Replacing the Civ XML parser

AIAndy · May 12, 2013

The XML parser used by Civ4 is really annoying. It has a lot of quirks that are showing again now when I work on reading in the texts in UTF8 (but still trying to keep compatibility to a text XML that uses Latin-1).

So I would suggest replacing the XML parser. To avoid having to rewrite all the current reading code, the idea is to imitate the abstract reading interface that is currently provided by CvDLLXmlIFaceBase by implementing it in a new singleton class inheriting from it and then replacing all the references to gDLL->getXMLIFace() with references to the singleton. That can be done with an automatic replace in a text editor.

One result of that change would be that the schemas would be ignored (for good or bad) since those schemas are specific to older Microsoft parsers and any replacement parser would likely not support them.
On the other hand XML reading would likely be a lot faster.

What do you think?

Koshling · May 12, 2013

AIAndy said:
The XML parser used by Civ4 is really annoying. It has a lot of quirks that are showing again now when I work on reading in the texts in UTF8 (but still trying to keep compatibility to a text XML that uses Latin-1).

So I would suggest replacing the XML parser. To avoid having to rewrite all the current reading code, the idea is to imitate the abstract reading interface that is currently provided by CvDLLXmlIFaceBase by implementing it in a new singleton class inheriting from it and then replacing all the references to gDLL->getXMLIFace() with references to the singleton. That can be done with an automatic replace in a text editor.

One result of that change would be that the schemas would be ignored (for good or bad) since those schemas are specific to older Microsoft parsers and any replacement parser would likely not support them.
On the other hand XML reading would likely be a lot faster.

What do you think?

Sounds reasonable to me. The need to sync schemas by name is baroque and unfortunate, so doing away with schema checking in the live game is a good idea.

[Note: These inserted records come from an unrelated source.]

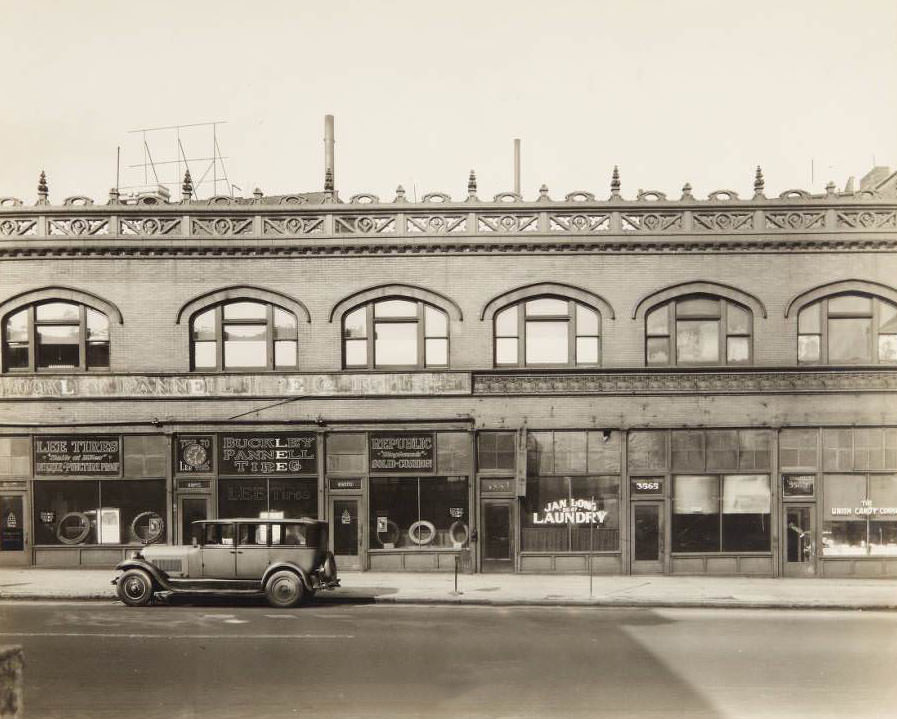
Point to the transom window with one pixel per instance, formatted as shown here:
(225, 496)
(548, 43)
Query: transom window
(698, 330)
(395, 332)
(847, 329)
(547, 331)
(244, 335)
(56, 335)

We could (and should) have a SEPARATE schema checkers that modders can run as a tool - no need to keep checking it at runtime.

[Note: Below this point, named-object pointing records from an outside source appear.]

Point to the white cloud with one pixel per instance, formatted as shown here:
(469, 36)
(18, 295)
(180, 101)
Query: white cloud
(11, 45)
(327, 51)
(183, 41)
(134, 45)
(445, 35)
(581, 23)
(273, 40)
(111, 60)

strategyonly · May 12, 2013

Koshling said:
We could (and should) have a SEPARATE schema checkers that modders can run as a tool - no need to keep checking it at runtime.

Here here, i agree . . . SO

ls612 · May 12, 2013

Which one would you suggest using?

Also, while we are at it would it be reasonable to introduce a regex engine for the XML too (to replace the Expression system) to increase flexibility?

AIAndy · May 12, 2013

ls612 said:
Which one would you suggest using?

I guess a simple fast one like RapidXML should be enough.

Also, while we are at it would it be reasonable to introduce a regex engine for the XML too (to replace the Expression system) to increase flexibility?

I don't quite get what you mean here. Please elaborate.

Thunderbrd · May 12, 2013

I suppose we'd still want to include at least a modder's doc to list the tags that a class has access to. But otherwise, doing away with the schemas would be helpful for design efficiency as we wouldn't have to worry about the order of tags as used and that would be nice.

And of course it would take some learning to figure out how to use the new system but I'm not too intimidated by that given that we'd have a lot of existing examples anyhow.

Faster is better, more functionality is better and easier editing and adding content to the XML is better.

Would this greatly complicate the new tag design process? Sounds like it wouldn't change things much but I'm not fully understanding everything about the XML load process at the levels you're looking to replace things as it is so I have to ask.

AIAndy · May 12, 2013

Thunderbrd said:
I suppose we'd still want to include at least a modder's doc to list the tags that a class has access to. But otherwise, doing away with the schemas would be helpful for design efficiency as we wouldn't have to worry about the order of tags as used and that would be nice.

And of course it would take some learning to figure out how to use the new system but I'm not too intimidated by that given that we'd have a lot of existing examples anyhow.

Faster is better, more functionality is better and easier editing and adding content to the XML is better.

Would this greatly complicate the new tag design process? Sounds like it wouldn't change things much but I'm not fully understanding everything about the XML load process at the levels you're looking to replace things as it is so I have to ask.

No change to the way you implement tags (except that you don't need to update the schemas) as the interface will be the same to keep backwards compatibility.

Koshling · May 12, 2013

AIAndy said:
No change to the way you implement tags (except that you don't need to update the schemas) as the interface will be the same to keep backwards compatibility.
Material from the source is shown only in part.